Best Holiday wishes from your friends at NUELOW Games! Here's Mike Oldfield's fabulous version of "Silent Night" to help set the mood!




Tuesday, December 17, 2024

NUELOW at Christmas: Day Seventeen

THE DRAGON WHO LOVES CHRISTMAS
When she walks among humans, she calls herself "Brigid" in honor of a goddess she once knew. Her real name is too long and complicated for lesser beings to pronounce, so she doesn't even bother to tell them.


Brigid is one of the oldest living beings on Earth. Brigid is an ancient dragon.... an ancient red dragon. Unlike most of her kind, she not retreated to the elemental planes with the Titans and other ancient races who were driven from Earth by the Atlanteans. Instead, she has spent tens of thousands of years observing humanity as it developed from cave-dwelling scavengers to masters of the Earth and becoming capable of destruction on a level that not even red dragons can conceive of in their darkest imaginings.

Brigid first became interested in humanity when she noticed they had "tamed" fire and made it just another one of their tools. Over the millennia, she traveled among them in human form--dragons are all capable of taking whatever shape they like, but few bother to perfect the skill to the degree that Brigid has--and she has been worshipped as a goddess of fire and light (and sometimes destruction) by many cultures that have emerged and faded.
 

  

 
 
















But out all the inventions and achievements she has witnessed grown out of human imagination and community were the celebrations of Saturnalia and Yule; she loved the chaotic way humans in that part of the world celebrated life and brought light to the darkest of seasons. She also enjoyed getting gifts and getting roaringly drunk and treating lucky crowds to amazing displays of fire magic.

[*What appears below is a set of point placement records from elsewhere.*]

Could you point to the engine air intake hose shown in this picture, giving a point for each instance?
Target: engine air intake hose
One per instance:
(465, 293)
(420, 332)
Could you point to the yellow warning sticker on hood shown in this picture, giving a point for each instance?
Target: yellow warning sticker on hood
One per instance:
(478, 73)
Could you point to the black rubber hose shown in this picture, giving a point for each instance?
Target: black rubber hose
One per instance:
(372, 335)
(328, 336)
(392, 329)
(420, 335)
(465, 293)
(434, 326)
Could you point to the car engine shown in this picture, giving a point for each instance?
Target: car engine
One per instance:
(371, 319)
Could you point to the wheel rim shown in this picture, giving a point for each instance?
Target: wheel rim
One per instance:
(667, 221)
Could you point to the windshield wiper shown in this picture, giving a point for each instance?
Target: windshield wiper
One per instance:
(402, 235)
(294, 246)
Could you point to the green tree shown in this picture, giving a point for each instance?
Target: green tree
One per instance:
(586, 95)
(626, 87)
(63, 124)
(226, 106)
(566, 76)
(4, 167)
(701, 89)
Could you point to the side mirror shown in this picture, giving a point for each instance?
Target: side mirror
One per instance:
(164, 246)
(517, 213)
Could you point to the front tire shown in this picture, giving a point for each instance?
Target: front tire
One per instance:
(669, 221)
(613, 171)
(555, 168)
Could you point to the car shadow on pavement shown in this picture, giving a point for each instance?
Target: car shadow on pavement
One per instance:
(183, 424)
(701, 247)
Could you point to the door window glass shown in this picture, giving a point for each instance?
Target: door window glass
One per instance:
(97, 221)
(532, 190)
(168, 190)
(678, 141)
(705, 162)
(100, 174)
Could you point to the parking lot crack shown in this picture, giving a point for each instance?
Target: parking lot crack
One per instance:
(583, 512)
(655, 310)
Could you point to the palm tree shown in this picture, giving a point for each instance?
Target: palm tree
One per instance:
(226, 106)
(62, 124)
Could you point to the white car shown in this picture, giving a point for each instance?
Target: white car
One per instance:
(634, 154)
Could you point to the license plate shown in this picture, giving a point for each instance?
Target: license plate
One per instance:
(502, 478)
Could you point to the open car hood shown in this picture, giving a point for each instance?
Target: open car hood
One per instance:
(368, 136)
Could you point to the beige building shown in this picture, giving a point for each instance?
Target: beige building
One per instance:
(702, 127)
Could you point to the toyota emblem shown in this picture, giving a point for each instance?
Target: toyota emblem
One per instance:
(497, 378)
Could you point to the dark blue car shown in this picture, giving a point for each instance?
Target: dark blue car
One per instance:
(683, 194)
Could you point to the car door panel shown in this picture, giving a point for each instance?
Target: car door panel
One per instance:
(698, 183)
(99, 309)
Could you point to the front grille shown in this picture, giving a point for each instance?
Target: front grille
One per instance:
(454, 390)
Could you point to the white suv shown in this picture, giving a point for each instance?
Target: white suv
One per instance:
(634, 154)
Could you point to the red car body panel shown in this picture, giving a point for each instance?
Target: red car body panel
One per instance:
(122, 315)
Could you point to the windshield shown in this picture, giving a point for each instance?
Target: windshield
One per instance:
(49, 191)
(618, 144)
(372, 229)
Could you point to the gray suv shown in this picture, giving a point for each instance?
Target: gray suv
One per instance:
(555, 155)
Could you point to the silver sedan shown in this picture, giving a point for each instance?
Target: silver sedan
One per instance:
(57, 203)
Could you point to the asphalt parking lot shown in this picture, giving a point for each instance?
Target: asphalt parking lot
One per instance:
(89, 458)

As Christianity gained dominance and the ancient festivals merged into a celebration of the faith's central figure, Brigid's love of the festivities surrounded it only grew greater. The songs, the decorations, the setting aside of differences and coming together in peace--if only for brief moments. And by the time what we consider "modern day" had arrived, Brigid loved that Christmas was EVERYWHERE thanks to all the various human inventions' who needs magic when you have broadcast networks and Muzak in malls?!


Every Christmas, Brigid assumes the human form she considers her most perfect and dresses it in quirky Christmas outfits. She visits churches and community centers around the world; she crashes corporate and political Christmas parties; she approaches both the financial and cultural elite, as well as the poorest and most rejected members of societies, asking to help them celebrate Christmas.
If treated with a minimum of hospitality and good cheer, she is a good guest that brings much entertainment to the party. If she is treated warmly and generously, the generosity is returned. The party's hosts receive a charm that will bring good luck to them and their direct descendants for 100 years so long as they are kind and generous while guests who are nice to her receive charms that grant them good luck for the next year.

 
 

If those who are impoverished or on the fringes of human societies accept her offer to spend Christmas with them, they find themselves whisked away to a wondrous palace that reflects Yule and Christmas in all its forms. They are guests at a spectacular feast and leave with gifts both useful and desired, as well as money to get back on their feet and magically cured of whatever addictions of ailments they may have been suffering from.

On the other hand, if Brigid is rebuffed or treated rudely, she makes sure those who lack proper Christmas spirit have their Holiday Seasons ruined by unexplained fires. How severe those fires are depends on how badly Brigid is treated. If she is physically attacked, she will reveal her true from and lay waste to a swath of the land, killing dozens if not hundreds of people... but leaving those who violated the Spirit of Christmas alive and fully aware of what they unleashed.